CBA customers well-positioned to ride out a rising interest rate cycle

A third of CBA's mortgage book customers are two years ahead on repayments, exec says

CBA customers well-positioned to ride out a rising interest rate cycle


By Mina Martin

Commonwealth Bank customers are well-positioned to weather the coming storm of rising interest rates, with many of those likely to be distressed having already cashed out of the property market.

This was according to Angus Sullivan, CBA head of retail banking and services, who said the bank started working with customers a year ago to help them get ready to withstand interest-rate increases, as well as identified those who could find themselves in distress.

A “vast majority” of CBA home loan customers had managed to “put themselves in a stronger financial position” during the COVID-19 pandemic, while those from hard-hit industries had fared reasonably well.

“Those who ... were caught in a more substantial shift around their circumstances – perhaps they work in hospitality or aviation and the work just hasn’t come back in the same way – they’ve been able to take advantage of a pretty good property market to be able to put their house on the market, sell it, take on a different level of commitment,” Sullivan told Australian Financial Review.

CBA CEO Matt Comyn said the $250 billion in accumulated household savings reflects a healthy economy as he slashed the provisions held for bad and doubtful debts, helping buoy the bank’s interim profit on Wednesday.

A CBA and Melbourne Institute report, to be released on Friday, signalled that while some 5 million customers saw their financial wellbeing go down by a bit, it remains elevated compared to two years ago, at the start of the pandemic.

“This is in part due to accumulated savings balances that remain elevated compared to pre-pandemic – with the median savings balance in December 2021 being 42% higher than December 2019,” the report said.

Surprisingly, all generations appear to be evenly impacted by the pandemic – with younger Aussies not declining at a higher rate than the older ones.

Mortgages were written and refinanced at record rates, resulting in huge volume growth in the bank’s RBS division. This growth offset margin compression borne by fierce competition.

The reopening of borders is also expected to provide a boost, given the bank’s appeal to new entrants to the market, Sullivan said.

“Obviously during COVID and this extended period of lockdown, the migrant flow hasn’t been anything near what it used to be,” Sullivan told AFR.

Sullivan said the bank’s promise not to foreclose on any mortgages during the pandemic and to use data to support early intervention had helped many customers to get ahead on their repayments during the COVID-19 period.

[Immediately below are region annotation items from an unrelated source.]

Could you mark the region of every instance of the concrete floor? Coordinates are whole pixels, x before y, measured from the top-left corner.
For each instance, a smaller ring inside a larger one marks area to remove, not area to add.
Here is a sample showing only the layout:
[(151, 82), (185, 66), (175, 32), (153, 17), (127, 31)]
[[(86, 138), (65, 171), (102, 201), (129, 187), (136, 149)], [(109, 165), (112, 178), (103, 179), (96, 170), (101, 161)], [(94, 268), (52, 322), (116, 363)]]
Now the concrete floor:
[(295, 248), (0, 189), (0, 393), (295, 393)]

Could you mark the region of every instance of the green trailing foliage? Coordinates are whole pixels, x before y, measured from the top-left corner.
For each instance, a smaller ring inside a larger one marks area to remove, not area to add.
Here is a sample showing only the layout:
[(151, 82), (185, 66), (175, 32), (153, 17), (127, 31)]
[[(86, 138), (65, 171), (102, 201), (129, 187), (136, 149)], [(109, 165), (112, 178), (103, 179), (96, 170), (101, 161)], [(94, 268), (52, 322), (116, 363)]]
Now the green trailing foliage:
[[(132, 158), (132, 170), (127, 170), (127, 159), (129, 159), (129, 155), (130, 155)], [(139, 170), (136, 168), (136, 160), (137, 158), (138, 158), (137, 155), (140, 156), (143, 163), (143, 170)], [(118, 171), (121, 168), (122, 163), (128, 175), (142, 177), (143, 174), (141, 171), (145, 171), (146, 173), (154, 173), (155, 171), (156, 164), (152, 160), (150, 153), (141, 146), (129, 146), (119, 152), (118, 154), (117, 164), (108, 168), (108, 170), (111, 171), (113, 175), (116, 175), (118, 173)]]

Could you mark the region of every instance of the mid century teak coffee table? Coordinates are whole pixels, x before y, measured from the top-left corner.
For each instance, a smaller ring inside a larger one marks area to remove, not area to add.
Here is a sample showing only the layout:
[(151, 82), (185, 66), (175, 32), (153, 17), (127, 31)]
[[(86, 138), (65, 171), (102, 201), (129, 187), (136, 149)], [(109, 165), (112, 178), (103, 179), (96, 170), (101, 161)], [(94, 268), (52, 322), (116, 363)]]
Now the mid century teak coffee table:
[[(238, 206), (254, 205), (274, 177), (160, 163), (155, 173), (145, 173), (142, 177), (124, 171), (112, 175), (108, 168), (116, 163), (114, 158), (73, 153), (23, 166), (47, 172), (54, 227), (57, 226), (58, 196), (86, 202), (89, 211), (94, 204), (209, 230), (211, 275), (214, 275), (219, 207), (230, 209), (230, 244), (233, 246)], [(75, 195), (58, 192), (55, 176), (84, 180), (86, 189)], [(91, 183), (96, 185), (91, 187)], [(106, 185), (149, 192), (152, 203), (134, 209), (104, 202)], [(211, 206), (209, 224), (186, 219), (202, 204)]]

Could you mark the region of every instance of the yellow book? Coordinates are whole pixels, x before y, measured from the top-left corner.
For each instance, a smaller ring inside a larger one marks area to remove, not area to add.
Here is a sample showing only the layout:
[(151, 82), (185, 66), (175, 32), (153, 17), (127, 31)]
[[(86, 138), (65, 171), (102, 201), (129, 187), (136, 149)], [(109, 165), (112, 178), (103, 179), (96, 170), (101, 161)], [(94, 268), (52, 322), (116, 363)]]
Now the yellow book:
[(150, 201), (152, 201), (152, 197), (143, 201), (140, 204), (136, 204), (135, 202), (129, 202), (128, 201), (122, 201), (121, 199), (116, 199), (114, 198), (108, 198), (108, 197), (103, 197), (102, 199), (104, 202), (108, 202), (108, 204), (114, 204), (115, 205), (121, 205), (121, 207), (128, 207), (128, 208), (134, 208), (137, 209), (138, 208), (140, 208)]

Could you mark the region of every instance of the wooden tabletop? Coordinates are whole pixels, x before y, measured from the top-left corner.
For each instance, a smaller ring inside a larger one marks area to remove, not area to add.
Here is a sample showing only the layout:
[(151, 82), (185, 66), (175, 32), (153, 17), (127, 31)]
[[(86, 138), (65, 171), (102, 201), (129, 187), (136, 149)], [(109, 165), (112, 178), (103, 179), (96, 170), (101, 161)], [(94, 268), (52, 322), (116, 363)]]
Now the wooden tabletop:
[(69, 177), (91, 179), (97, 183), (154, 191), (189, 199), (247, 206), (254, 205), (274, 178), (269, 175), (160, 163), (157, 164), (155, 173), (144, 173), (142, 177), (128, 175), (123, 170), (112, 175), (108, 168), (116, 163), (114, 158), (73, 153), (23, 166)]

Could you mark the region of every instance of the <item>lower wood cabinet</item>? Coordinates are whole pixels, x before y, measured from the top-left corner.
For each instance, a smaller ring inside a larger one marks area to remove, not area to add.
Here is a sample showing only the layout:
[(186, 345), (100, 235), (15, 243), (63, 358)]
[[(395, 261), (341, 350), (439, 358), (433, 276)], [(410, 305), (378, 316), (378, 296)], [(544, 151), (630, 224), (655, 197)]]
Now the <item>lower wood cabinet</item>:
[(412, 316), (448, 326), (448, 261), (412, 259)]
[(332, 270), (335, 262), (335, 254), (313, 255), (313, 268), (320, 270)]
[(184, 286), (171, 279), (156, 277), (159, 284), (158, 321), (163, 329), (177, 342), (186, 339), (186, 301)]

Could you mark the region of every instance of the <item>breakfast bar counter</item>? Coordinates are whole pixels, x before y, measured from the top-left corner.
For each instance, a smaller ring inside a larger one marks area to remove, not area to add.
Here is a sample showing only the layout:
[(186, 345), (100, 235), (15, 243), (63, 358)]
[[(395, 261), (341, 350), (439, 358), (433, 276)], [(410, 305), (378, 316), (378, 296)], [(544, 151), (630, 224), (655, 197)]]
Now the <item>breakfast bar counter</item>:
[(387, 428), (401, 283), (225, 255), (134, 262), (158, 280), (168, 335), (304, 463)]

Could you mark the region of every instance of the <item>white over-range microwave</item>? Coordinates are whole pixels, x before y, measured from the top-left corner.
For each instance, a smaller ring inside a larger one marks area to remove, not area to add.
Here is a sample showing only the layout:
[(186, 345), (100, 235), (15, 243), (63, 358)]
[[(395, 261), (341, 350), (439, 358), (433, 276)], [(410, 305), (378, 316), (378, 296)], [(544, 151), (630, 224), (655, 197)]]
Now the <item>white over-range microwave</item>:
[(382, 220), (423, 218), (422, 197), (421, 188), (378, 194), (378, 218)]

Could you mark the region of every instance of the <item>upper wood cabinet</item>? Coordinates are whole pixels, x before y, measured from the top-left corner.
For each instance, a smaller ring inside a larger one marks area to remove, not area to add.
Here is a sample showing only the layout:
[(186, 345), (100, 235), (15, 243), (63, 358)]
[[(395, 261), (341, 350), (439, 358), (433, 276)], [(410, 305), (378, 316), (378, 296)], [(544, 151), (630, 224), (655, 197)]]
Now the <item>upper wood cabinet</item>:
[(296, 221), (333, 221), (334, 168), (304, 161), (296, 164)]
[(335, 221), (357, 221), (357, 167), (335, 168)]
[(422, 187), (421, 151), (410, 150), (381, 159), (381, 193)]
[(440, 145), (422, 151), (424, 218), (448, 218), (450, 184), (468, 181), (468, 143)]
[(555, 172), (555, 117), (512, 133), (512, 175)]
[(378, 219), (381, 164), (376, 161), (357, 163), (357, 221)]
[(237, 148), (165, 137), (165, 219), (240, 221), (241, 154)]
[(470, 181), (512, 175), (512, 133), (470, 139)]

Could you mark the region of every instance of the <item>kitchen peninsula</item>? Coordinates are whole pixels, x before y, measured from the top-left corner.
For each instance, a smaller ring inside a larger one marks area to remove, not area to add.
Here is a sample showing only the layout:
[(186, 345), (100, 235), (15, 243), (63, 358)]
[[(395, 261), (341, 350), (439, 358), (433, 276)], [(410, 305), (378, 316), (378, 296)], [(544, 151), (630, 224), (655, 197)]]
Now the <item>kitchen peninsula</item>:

“This would help them with future rate rises, so long as they remained ‘modest,’ Sullivan told AFR. “So, fortunately, the passage of the last period of time has been quite helpful in putting customers in a position where they should be able to deal with a modest and prudent set of rate increases in pretty good standing.”

With a third of CBA’s mortgage book customers are two years ahead on their mortgage repayments, Sullivan said the bank was comfortable that buffers had been built and that if they “do see multiple rate increases in a short period of time,” it would have no material impact on CBA.

However, he warned that much would depend on the timing, extent, and speed of the increases.

“It really does depend on exactly how it plays out,” Sullivan told AFR.